Prześladowało mnie co noc...
Na pierwszą Zolytową Parę przyszło mi czekać dwa miesiące
od otwarcia działalności. Z pewnością zastanawiacie się dlaczego tak długo? Ano dlatego, że przez pierwsze dwa miesiące zapisywałam klientów za darmo i w tym czasie nieumawiałam spotkań, bo zbierałam bazę. Na szczęście po pierwszym Wieczorku Zapoznawczym udało się połączyć dwie pary, które są ze sobą do dzisiaj. I w ten oto sposób poczułam tę moc... Moc Swatania...

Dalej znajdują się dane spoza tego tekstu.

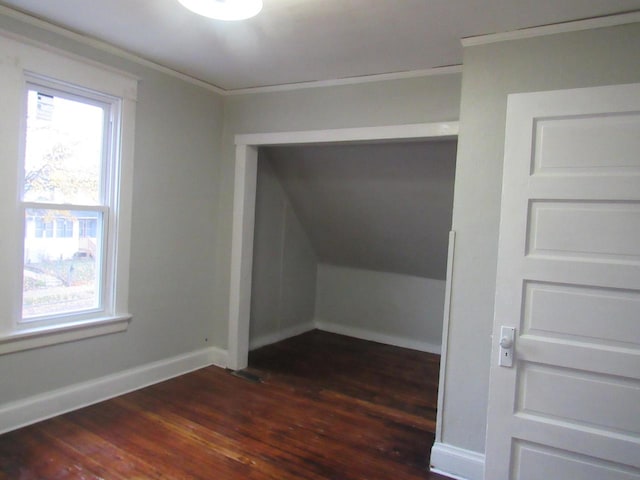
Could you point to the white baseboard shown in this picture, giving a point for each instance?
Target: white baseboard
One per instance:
(40, 407)
(377, 337)
(457, 463)
(281, 335)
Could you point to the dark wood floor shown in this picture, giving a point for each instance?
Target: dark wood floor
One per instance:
(328, 407)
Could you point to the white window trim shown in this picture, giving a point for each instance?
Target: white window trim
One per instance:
(18, 58)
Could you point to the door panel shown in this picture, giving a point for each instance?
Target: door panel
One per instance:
(569, 282)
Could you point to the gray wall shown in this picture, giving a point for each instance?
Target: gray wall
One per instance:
(491, 72)
(388, 307)
(384, 206)
(427, 99)
(175, 189)
(384, 209)
(283, 288)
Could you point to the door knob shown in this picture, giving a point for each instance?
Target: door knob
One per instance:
(507, 338)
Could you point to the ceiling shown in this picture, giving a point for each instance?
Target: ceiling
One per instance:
(294, 41)
(384, 207)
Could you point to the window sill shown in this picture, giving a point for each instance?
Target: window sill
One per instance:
(29, 338)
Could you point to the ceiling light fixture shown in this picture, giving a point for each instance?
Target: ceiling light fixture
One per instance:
(224, 9)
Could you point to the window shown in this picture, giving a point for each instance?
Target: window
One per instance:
(72, 151)
(64, 228)
(69, 148)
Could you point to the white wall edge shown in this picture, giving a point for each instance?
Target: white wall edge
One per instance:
(456, 462)
(281, 335)
(445, 334)
(565, 27)
(365, 334)
(358, 134)
(50, 404)
(244, 209)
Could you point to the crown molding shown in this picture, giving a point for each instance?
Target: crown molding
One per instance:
(565, 27)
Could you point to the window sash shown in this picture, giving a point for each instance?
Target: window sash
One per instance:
(107, 185)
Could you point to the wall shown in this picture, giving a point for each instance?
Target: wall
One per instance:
(381, 206)
(392, 308)
(491, 72)
(283, 287)
(427, 99)
(178, 127)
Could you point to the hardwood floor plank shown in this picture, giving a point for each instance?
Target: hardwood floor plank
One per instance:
(328, 407)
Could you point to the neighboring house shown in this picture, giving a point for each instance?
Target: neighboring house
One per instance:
(73, 235)
(182, 212)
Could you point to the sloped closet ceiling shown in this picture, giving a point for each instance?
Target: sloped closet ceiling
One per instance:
(384, 207)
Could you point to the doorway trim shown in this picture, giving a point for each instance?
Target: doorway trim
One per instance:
(244, 199)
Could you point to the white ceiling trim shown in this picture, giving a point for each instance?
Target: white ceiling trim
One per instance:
(448, 70)
(566, 27)
(121, 53)
(106, 47)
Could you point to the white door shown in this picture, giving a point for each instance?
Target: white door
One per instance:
(569, 283)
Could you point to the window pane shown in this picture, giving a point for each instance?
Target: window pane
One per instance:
(62, 271)
(63, 151)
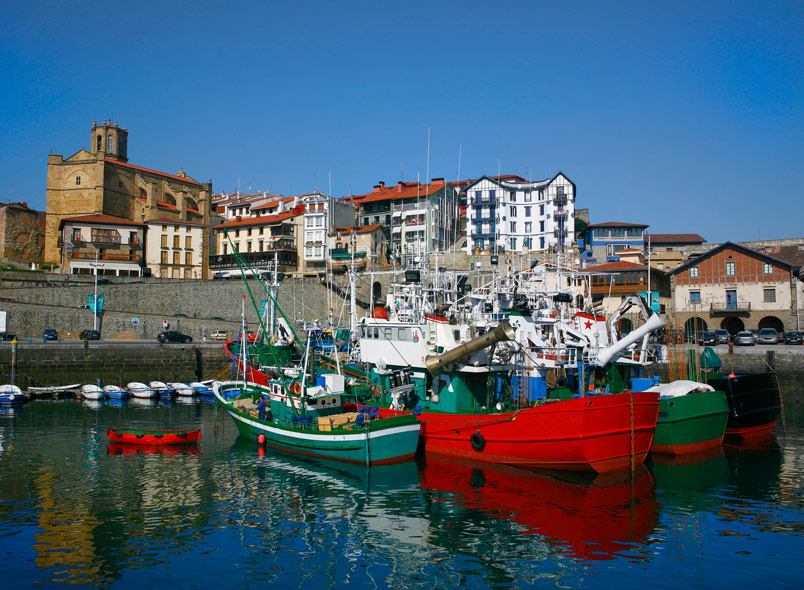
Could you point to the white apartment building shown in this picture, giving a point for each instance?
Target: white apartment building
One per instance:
(513, 216)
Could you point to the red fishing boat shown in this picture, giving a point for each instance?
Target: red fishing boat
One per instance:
(154, 437)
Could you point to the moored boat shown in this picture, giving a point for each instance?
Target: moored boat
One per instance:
(11, 395)
(692, 418)
(92, 392)
(182, 389)
(154, 437)
(115, 392)
(316, 424)
(140, 390)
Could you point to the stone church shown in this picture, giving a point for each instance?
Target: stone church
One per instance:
(103, 182)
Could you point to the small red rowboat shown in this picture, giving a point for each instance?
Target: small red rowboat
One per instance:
(154, 437)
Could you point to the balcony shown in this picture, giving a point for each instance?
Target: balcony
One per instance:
(730, 307)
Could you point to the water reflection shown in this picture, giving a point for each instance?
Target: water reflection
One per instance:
(587, 518)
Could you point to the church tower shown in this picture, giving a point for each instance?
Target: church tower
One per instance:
(109, 141)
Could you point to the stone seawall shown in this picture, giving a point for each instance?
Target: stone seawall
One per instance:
(111, 363)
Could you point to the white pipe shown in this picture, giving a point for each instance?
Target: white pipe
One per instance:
(609, 353)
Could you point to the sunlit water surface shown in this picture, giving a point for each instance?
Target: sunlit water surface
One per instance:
(76, 511)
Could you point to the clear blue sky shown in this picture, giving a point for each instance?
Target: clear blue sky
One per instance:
(687, 116)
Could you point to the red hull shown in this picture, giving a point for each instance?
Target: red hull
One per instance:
(592, 433)
(154, 437)
(587, 519)
(752, 431)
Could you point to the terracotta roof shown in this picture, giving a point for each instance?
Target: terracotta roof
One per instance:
(264, 220)
(363, 229)
(402, 190)
(619, 265)
(186, 179)
(101, 219)
(166, 221)
(675, 239)
(616, 224)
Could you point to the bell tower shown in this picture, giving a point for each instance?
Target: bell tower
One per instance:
(110, 141)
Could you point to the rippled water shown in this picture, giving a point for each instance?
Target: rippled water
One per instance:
(76, 511)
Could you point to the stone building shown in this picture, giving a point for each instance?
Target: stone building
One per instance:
(101, 181)
(22, 234)
(736, 288)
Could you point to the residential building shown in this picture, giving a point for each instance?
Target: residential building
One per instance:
(112, 244)
(520, 216)
(173, 249)
(735, 288)
(601, 242)
(101, 181)
(260, 240)
(22, 234)
(367, 245)
(667, 251)
(419, 218)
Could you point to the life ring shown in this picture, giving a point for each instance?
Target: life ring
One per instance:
(478, 442)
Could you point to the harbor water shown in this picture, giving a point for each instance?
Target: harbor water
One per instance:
(78, 511)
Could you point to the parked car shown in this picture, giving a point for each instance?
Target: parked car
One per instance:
(707, 339)
(173, 336)
(89, 335)
(744, 339)
(722, 336)
(768, 336)
(220, 335)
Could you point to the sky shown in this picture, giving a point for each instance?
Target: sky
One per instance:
(686, 116)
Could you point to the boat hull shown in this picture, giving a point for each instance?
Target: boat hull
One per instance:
(594, 433)
(153, 437)
(384, 441)
(754, 403)
(690, 423)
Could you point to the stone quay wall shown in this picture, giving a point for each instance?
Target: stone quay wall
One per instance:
(111, 363)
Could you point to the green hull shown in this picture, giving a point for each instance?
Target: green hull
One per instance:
(386, 440)
(690, 423)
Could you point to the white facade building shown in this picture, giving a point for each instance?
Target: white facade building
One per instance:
(505, 216)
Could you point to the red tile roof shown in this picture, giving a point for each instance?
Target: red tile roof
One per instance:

Znacie to uczucie niepohamowanej radości, gdy uda się wam
coś ważnego dokonać? Coś co nie przyszło tak na pstryknięcie palca? Ja mam tak za każdym razem jak przychodzą Pary podziękować. Jak dzwonią i mówią, że zmieniłam ich życie, dodałam barw. Nie macie pojęcia jak się czuję idąc ulicą i z daleka pozdrawiają mnie moje gołąbeczki? Przyznam się -jestem dumna, rosnę i rosnę i to pomimo moich 158cm. wzrostu jestem wielka...
A co powiecie na to, że klienci się mną opiekują?
Tak to prawda... Pani Justynka upiekła mi cieplutki chlebuś i przywiozła do biura, Wiesława swojskie jajka, abym się dobrze odżywiała, Joachim przywiózł ciasto, by osłodzić trochę życie. Dostaję także prezenty, wiersze, niespodzianki. Listy, pocztówki i miłe telefony. Taka praca to przyjemność...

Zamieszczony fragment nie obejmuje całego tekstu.